La fase post-lancio: non è finita qui

  1. Una volta immesso il prodotto sul mercato, il ciclo non è affatto concluso: va monitorato quanto accade, ad es. potrebbero sorgere problemi imprevisti (si pensi a un data breach) o scoprirsi aspetti non evidenti prima (ad es. quanto a prodotti basati su soluzioni di machine learning).
  2. Si può verificare come le persone interagiscono con le informazioni sulla privacy del prodotto e come compiono scelte relative ai dati, tramite social media, forum o customer service. Se appropriato, si possono analizzare statisticamente e quantificare queste interazioni, pur minimizzando i dati raccolti allo scopo – e tenuto conto che potrebbe essere necessario un consenso per svolgere alcune di queste analisi.
  3. L’introduzione di aggiornamenti e nuove funzionalità può cambiare il modo con cui gli utenti comprendono e interagiscono con il prodotto. Se le nuove funzionalità influenzano significativamente le aspettative sulla privacy delle persone o introducono nuovi rischi in tal senso, è necessario riesaminarle e tenerle in considerazione nella prossima funzionalità o iterazione. Se si notano comportamenti significativamente diversi dopo il lancio – in particolare comportamenti non previsti – è opportuno valutarne le eventuali implicazioni privacy.
  4. L’ICO menziona un esempio: quello del lancio di una nuova piattaforma di condivisione video, in cui la ricerca successiva ha rivelato che il prodotto è particolarmente popolare tra i minori di 18 anni. Tuttavia il team aveva progettato il prodotto per adulti e non ha considerato i rischi per la privacy dei minori. Questi dati ottenuti post-lancio devono scatenare una revisione dei rischi privacy, da risolvere prioritariamente. Il team può proporre così di introdurre nuove funzionalità per mitigare questi rischi, così che il ciclo di progettazione del prodotto ricominci da capo.
  5. La revisione dei progetti passati può aiutare a migliorare la gestione della privacy, ad es. discutendo le sfide affrontate in precedenza e valutando cosa è andato bene e cosa poteva essere migliorato. Infine, si possono celebrare i successi ottenuti nella protezione della privacy con il proprio team, condividendo ciò che si è imparato per migliorare la tutela della privacy in futuro.

Conclusioni

In conclusione, possiamo notare come il fenomeno dell’intelligenza artificiale sia in continua evoluzione e rappresenti una delle sfide più grandi nel prossimo futuro, specie dati i rischi connessi.

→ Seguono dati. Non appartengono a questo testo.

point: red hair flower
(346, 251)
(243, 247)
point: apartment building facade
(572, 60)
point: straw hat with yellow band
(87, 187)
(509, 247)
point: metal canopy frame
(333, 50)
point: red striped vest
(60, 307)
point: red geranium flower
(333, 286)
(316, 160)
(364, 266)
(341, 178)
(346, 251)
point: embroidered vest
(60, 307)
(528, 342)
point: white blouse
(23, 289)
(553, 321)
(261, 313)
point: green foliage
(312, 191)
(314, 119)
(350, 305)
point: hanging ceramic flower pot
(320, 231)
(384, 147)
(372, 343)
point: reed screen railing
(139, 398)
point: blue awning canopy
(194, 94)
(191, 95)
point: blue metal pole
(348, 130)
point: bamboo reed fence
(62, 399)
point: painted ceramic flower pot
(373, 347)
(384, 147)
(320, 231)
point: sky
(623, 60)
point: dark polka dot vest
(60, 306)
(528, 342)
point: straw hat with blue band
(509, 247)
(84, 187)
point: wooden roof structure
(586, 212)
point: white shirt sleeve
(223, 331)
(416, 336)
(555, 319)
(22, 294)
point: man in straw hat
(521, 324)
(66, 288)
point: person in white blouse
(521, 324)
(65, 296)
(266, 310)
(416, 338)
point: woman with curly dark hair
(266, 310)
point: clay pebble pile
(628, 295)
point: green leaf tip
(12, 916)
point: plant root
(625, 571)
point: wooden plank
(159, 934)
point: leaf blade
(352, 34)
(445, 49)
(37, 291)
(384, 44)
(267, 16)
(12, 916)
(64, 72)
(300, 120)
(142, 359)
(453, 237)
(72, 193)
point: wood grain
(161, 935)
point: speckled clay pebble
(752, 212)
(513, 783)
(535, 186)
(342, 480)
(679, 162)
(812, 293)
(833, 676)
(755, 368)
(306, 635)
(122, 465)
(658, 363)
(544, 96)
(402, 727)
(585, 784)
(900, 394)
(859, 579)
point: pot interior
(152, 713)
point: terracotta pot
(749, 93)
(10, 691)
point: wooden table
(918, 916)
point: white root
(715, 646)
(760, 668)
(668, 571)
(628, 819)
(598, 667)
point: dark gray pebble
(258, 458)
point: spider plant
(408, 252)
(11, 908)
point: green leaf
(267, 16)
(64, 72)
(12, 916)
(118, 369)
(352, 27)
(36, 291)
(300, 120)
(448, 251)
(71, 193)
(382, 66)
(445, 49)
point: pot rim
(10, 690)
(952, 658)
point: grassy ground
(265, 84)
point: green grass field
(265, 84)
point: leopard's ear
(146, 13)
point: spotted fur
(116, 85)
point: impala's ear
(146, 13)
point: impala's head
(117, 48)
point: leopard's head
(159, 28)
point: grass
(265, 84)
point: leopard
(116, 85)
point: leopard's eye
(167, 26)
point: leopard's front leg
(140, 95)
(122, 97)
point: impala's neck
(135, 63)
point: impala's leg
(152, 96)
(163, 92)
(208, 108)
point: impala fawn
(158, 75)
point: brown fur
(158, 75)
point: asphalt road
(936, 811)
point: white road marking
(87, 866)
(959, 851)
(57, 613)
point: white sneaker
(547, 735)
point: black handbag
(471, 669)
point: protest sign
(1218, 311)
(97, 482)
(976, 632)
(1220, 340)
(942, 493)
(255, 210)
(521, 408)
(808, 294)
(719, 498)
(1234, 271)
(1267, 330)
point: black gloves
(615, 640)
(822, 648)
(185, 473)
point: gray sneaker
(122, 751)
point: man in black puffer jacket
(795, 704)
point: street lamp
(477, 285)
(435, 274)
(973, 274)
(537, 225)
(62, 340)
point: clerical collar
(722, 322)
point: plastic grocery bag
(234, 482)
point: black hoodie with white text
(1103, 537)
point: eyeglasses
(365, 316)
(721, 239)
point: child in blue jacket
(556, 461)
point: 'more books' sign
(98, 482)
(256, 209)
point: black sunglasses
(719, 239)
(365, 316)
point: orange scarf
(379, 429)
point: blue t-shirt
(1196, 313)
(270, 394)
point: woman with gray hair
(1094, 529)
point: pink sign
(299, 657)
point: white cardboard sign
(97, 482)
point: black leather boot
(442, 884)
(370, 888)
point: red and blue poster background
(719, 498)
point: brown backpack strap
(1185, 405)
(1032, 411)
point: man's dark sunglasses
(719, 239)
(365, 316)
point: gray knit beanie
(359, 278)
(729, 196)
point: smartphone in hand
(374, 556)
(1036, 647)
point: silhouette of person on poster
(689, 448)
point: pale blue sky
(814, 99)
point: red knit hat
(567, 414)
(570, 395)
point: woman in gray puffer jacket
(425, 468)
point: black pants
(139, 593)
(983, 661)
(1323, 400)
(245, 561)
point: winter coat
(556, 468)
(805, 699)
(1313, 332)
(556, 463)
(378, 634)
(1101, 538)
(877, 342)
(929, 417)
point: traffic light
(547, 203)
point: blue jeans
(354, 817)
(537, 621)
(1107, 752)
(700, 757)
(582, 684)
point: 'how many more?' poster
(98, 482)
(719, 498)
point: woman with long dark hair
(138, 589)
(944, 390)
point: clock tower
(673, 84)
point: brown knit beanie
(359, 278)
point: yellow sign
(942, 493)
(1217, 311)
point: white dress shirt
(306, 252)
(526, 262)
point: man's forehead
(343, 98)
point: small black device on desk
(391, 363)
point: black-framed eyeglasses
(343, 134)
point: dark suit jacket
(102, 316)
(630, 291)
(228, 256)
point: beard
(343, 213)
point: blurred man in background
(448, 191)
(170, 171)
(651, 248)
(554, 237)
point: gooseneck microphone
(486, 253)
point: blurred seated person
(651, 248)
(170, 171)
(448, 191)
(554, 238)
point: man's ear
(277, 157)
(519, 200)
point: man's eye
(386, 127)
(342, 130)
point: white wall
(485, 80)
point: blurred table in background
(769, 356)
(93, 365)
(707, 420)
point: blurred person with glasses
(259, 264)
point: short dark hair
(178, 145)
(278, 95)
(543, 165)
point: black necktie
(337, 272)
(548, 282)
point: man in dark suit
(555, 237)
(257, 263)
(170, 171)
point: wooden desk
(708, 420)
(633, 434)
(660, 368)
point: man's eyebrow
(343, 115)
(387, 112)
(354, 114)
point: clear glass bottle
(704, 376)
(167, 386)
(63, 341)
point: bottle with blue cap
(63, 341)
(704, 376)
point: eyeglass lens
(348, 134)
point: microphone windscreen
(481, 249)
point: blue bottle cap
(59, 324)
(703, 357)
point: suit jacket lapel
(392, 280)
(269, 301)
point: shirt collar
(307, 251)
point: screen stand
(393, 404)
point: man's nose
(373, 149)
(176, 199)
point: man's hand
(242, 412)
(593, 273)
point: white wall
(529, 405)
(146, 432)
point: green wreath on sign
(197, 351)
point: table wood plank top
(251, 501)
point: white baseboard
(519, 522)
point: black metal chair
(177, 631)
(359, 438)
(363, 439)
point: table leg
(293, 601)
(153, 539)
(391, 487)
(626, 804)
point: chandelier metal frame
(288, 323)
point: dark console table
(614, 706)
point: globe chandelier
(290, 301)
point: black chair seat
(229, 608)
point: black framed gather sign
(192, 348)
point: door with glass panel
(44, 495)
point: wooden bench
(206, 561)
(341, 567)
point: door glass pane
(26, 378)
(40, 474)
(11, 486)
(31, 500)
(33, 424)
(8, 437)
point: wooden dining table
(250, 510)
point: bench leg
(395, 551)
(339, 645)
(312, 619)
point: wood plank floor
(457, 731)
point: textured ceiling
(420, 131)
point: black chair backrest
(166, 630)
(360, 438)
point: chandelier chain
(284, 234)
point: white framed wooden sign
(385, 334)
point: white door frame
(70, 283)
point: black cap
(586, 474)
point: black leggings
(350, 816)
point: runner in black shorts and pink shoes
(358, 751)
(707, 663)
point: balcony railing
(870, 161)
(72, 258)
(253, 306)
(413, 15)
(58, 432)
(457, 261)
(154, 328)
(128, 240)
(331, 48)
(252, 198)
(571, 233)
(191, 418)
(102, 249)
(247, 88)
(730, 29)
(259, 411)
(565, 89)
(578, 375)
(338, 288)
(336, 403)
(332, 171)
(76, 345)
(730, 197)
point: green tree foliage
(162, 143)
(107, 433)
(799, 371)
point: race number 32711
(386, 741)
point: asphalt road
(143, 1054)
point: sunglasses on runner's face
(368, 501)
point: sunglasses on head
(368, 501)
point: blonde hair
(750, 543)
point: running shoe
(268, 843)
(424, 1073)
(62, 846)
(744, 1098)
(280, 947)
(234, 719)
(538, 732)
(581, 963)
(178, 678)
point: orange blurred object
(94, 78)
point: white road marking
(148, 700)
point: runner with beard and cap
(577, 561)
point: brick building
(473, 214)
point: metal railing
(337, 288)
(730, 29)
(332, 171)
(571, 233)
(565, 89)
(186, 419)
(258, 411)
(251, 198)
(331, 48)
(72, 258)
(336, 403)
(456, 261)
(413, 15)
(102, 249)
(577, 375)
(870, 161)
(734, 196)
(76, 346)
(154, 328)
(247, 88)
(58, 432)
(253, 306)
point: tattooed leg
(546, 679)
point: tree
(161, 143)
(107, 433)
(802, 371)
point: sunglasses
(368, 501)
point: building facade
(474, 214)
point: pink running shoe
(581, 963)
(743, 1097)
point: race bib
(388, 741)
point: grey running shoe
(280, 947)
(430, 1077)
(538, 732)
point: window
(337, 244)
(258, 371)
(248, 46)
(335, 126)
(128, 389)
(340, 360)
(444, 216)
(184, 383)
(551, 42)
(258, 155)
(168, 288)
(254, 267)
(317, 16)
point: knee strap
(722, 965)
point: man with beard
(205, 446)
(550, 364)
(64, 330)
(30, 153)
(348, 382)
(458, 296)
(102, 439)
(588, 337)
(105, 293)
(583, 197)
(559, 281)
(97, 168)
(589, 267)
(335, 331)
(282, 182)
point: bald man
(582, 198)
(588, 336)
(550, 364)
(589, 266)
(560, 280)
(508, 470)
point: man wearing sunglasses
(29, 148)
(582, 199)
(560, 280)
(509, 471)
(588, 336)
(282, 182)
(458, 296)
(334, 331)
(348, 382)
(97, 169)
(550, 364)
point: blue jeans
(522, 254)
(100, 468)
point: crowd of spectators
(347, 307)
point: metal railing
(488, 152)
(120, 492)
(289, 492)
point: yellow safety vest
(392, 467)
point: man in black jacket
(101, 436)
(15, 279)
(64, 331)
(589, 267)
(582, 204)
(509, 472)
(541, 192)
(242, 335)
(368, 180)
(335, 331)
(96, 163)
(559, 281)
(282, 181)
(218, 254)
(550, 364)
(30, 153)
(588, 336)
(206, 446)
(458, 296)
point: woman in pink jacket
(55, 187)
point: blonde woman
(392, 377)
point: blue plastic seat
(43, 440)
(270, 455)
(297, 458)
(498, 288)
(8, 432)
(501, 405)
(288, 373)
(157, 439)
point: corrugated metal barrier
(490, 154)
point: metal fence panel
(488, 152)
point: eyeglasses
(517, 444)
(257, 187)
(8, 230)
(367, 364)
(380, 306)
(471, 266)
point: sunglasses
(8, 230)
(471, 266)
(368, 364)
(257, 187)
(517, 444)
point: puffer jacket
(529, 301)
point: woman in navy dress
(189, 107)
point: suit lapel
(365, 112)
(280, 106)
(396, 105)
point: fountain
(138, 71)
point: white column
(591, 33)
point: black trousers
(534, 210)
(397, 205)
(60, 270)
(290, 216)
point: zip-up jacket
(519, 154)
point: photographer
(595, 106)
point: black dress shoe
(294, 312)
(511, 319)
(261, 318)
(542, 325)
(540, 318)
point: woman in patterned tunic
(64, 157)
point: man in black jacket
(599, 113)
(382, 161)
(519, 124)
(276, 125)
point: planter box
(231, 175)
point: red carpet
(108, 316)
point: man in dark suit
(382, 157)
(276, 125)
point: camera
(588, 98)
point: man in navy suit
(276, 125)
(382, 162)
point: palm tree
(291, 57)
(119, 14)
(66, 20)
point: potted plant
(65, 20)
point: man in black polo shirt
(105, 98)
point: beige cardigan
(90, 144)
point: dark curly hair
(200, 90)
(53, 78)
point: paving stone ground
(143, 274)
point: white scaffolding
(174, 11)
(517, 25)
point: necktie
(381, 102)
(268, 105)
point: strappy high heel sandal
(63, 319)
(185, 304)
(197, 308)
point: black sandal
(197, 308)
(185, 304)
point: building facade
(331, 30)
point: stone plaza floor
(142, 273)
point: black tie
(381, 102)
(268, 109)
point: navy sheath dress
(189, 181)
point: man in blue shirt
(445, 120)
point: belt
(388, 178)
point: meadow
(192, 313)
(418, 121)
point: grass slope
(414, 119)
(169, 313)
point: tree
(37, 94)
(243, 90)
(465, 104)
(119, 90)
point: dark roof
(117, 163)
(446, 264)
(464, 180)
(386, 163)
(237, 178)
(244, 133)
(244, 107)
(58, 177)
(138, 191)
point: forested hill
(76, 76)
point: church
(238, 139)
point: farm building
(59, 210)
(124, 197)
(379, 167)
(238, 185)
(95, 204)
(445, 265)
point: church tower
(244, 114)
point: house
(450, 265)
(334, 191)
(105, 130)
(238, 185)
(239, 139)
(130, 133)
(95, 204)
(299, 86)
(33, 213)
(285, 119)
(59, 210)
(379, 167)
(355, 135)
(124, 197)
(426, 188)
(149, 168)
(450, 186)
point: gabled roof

È importante, quindi, che le aziende lavorino per sviluppare tecnologie avanzate e allo stesso tempo garantire la sicurezza dei dati e la protezione dei diritti fondamentali.

Tanto più considerata la mole di dati personali utilizzata da queste soluzioni tecnologiche e le possibili operazioni di trattamento, incluso il decision-making, e i connessi, tanti rischi per gli interessati.

Uno degli strumenti elettivi per farlo è e resterà la privacy by design e le indicazioni dell’ICO rappresentano un’utile bussola, di facile consultazione per tutti. Per poter valutare e incorporare in tecnologie anche all’avanguardia, nel miglior modo possibile, i valori sottesi al rispetto della disciplina dei dati personali e dei suoi principi.